苛々と非難すれば五エ門は「すまん」と短く言ってから改めて資料を指差して説明を再開する。

「此処が要だ。其処をまず抑えたい。後はどうとでも、、、どうした、不二子」

「、、、あんた、恋でもしてんの?」

「ぶっ!?!?」

真面目な顔で語りつつも眉間のシワが伸びない五エ門を見てふと思ったのはそれだ。

何と言うか、悶々としている感じがしただけだったのだが、この反応を見る限りは大正解だろう。
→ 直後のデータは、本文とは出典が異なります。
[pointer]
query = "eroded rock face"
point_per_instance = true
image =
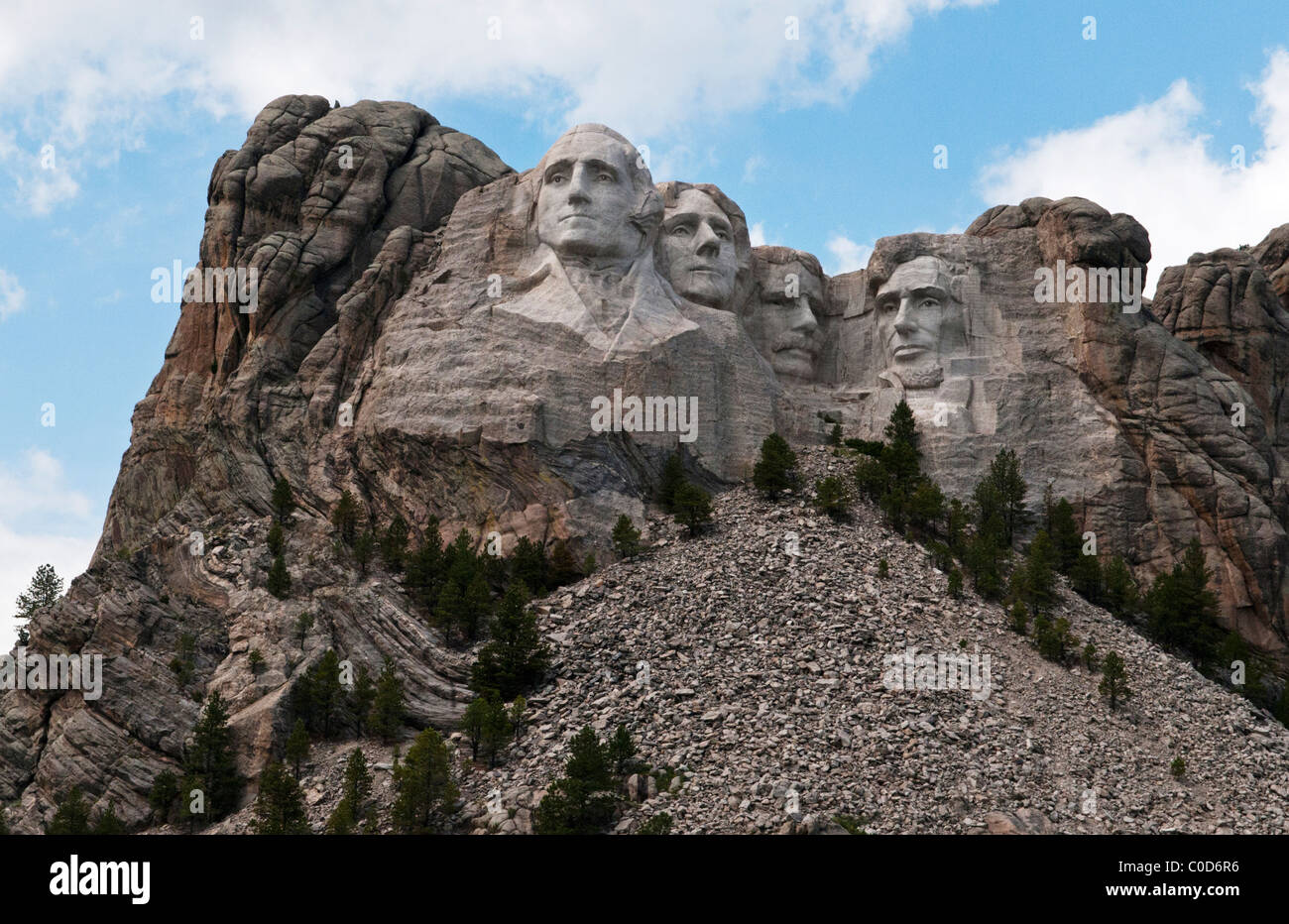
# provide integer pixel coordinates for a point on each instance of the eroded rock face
(520, 353)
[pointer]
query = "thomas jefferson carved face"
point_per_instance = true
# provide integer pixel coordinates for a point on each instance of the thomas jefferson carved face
(910, 308)
(697, 239)
(588, 197)
(781, 318)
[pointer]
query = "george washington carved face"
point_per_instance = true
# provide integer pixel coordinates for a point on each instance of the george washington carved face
(591, 191)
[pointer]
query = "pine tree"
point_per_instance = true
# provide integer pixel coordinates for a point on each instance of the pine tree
(280, 804)
(276, 538)
(364, 696)
(297, 747)
(627, 537)
(364, 550)
(425, 791)
(1113, 680)
(344, 519)
(832, 497)
(581, 802)
(999, 499)
(163, 796)
(1120, 592)
(692, 507)
(673, 476)
(528, 564)
(394, 544)
(388, 708)
(1066, 537)
(622, 751)
(71, 816)
(279, 579)
(1086, 579)
(44, 590)
(108, 822)
(210, 757)
(517, 656)
(772, 473)
(283, 500)
(563, 566)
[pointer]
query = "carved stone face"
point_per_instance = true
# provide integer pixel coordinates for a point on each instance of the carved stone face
(782, 323)
(910, 309)
(587, 197)
(697, 239)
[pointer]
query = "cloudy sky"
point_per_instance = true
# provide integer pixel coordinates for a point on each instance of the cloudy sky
(820, 119)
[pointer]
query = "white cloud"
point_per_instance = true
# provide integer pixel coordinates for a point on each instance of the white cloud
(91, 81)
(847, 256)
(12, 295)
(42, 520)
(1152, 164)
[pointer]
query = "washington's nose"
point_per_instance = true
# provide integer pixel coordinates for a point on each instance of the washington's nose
(707, 243)
(579, 184)
(803, 318)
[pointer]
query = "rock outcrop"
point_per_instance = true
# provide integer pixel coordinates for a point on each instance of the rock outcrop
(383, 307)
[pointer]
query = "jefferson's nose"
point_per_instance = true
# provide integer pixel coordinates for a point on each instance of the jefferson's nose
(903, 321)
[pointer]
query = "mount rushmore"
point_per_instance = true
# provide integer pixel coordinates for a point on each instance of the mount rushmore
(520, 353)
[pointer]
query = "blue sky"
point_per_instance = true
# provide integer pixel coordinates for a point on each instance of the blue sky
(825, 141)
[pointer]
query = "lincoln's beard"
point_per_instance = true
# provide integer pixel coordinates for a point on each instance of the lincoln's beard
(928, 375)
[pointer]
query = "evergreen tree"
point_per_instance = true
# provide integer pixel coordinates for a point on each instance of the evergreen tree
(71, 816)
(344, 519)
(627, 537)
(692, 507)
(283, 499)
(276, 538)
(280, 804)
(297, 747)
(563, 566)
(620, 751)
(1066, 537)
(773, 473)
(1113, 680)
(279, 579)
(1120, 592)
(364, 550)
(832, 497)
(583, 800)
(999, 499)
(108, 822)
(364, 696)
(425, 567)
(44, 590)
(1086, 579)
(673, 476)
(210, 760)
(1181, 607)
(394, 544)
(425, 793)
(163, 795)
(528, 564)
(388, 709)
(517, 656)
(1038, 579)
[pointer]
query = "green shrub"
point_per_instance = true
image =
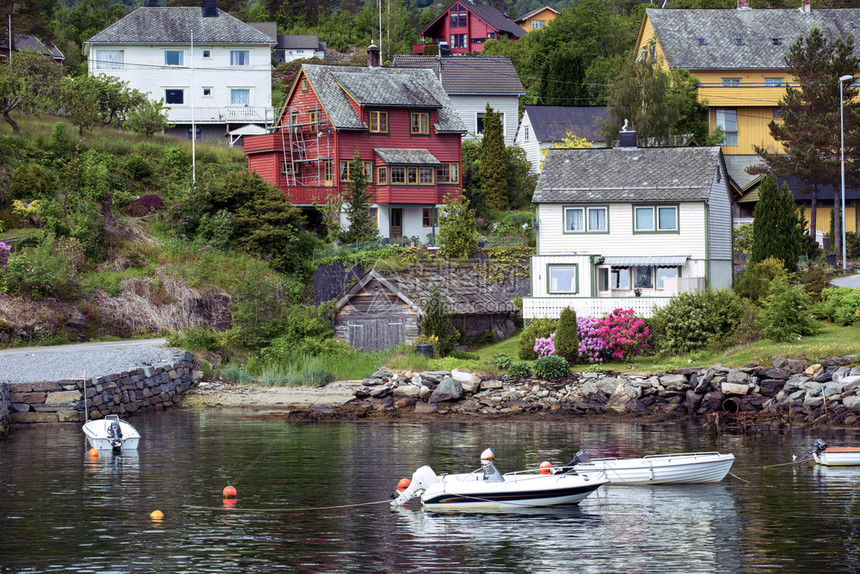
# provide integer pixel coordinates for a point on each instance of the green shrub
(784, 315)
(840, 305)
(520, 370)
(567, 336)
(537, 328)
(692, 319)
(503, 361)
(551, 367)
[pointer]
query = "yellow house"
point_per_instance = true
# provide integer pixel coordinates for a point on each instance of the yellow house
(738, 56)
(536, 19)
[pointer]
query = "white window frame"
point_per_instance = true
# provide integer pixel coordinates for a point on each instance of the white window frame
(107, 60)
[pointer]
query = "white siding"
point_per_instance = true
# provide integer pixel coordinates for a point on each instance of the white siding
(144, 69)
(468, 107)
(526, 140)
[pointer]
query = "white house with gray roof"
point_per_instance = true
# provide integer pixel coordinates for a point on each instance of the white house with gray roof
(222, 86)
(629, 227)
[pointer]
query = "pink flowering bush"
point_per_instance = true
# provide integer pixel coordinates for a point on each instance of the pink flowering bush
(592, 347)
(545, 345)
(625, 333)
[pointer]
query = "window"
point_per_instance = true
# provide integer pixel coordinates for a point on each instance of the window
(240, 58)
(110, 59)
(379, 122)
(643, 277)
(240, 96)
(425, 175)
(479, 122)
(666, 218)
(458, 16)
(620, 278)
(447, 173)
(562, 279)
(419, 123)
(173, 57)
(664, 272)
(174, 96)
(727, 119)
(575, 220)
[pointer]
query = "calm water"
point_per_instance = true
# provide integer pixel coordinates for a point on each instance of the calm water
(60, 512)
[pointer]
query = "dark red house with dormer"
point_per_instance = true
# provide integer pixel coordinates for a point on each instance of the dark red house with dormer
(465, 26)
(401, 122)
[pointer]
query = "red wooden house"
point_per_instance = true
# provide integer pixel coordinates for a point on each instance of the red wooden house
(465, 26)
(401, 122)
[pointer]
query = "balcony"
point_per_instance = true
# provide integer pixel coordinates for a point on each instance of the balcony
(222, 115)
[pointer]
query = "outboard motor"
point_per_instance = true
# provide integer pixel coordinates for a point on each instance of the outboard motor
(115, 435)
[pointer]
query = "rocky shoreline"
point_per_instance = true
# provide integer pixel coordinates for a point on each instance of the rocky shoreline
(821, 393)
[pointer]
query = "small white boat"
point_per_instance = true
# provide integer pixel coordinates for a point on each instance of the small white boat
(833, 456)
(111, 433)
(486, 489)
(678, 468)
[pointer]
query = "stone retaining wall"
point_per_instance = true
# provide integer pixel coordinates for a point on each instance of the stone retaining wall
(127, 392)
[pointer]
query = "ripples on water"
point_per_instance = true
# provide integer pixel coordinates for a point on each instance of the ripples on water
(60, 512)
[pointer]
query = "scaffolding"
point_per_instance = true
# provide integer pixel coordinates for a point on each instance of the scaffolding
(306, 142)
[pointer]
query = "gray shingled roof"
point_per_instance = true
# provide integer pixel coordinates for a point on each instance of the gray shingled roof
(383, 87)
(397, 156)
(627, 174)
(742, 39)
(468, 75)
(551, 123)
(486, 13)
(163, 25)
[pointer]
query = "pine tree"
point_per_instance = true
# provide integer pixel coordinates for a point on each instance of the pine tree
(361, 226)
(776, 228)
(494, 165)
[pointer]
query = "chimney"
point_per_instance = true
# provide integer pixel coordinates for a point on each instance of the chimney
(373, 56)
(626, 138)
(210, 10)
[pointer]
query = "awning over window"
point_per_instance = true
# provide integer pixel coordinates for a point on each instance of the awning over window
(657, 261)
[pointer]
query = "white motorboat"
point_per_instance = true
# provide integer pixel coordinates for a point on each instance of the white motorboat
(678, 468)
(832, 456)
(111, 433)
(486, 489)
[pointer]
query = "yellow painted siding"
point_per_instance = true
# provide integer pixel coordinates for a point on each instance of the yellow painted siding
(546, 15)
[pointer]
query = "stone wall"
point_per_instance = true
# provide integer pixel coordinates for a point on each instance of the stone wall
(127, 392)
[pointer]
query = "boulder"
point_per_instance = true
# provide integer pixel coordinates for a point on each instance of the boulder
(449, 389)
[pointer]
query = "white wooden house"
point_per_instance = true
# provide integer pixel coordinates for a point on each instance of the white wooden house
(472, 83)
(541, 127)
(223, 85)
(629, 227)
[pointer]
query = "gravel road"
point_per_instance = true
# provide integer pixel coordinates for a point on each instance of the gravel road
(32, 364)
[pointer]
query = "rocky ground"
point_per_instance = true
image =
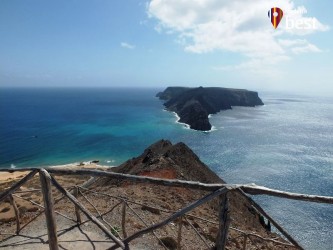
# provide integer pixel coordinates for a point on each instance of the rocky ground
(145, 204)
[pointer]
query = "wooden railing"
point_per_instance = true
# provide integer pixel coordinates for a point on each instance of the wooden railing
(215, 190)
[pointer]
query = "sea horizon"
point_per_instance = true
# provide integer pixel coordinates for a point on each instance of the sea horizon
(285, 144)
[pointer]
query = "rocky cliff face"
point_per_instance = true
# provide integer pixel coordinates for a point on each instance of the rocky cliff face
(193, 105)
(178, 161)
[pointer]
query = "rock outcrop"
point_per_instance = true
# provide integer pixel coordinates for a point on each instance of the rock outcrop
(193, 105)
(171, 161)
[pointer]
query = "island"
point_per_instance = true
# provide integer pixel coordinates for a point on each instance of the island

「お相手は?良いじゃない、教えてくれても。邪魔はしないわよ?」

「べ、別にそんな、、、色恋等では、、、!!そ、それよりも仕事の話を!!」

必死に話題を変えようとする五エ門を遮って微笑む。

指先を資料の上に置いてやんわりと話を中断させると面白い位に動揺した。

「此処の所、上の空だけど、、、確かアンタ、ヴァレンティーノの所に行ったのよね?その後だから、彼処の女とか?」

「、、、っ!?そ、それは、、、」

「当たり☆そうねぇ、彼処って女も多いものねぇ、、、どんな子なの?」

教えなさいよ、と強気に微笑むと何故か五エ門はふっと笑った。

何処か力を抜くような、ホッとしたような、、、五エ門らしからぬ笑い方だ。

思わずじっと見ていると視線に気付いたのか五エ門はボソボソと聞き取り難い声で言う。

「色恋ではない、、、が、少し変わった女性に会ったのだ」

「へぇ、どんな?」

五エ門をして“変わっている”と言わしめる女性には不二子も興味がある。

尤も、五エ門に女の機微が解るとは思っていなかったが。

「、、、そうだな、、、敢えて言うなら相応しくないと、そう思わせる魅力があった」

「相応しくない?不細工って事?」

随分と自分を高く見積もっているのね、と冷めた目で不二子が五エ門を見るが、彼は気にした様子も無く否定した。

「違う、拙者ではなく、、、いや、拙者だな。彼女に拙者は相応しくない、と。そう思うような感覚がした」

「それは、、、面白いわね。見てみたいわ」

思わず素で返す。

相手の男に“自分では相応しくない”と思わせる程、となれば見た目も中身も相当の美女だろう。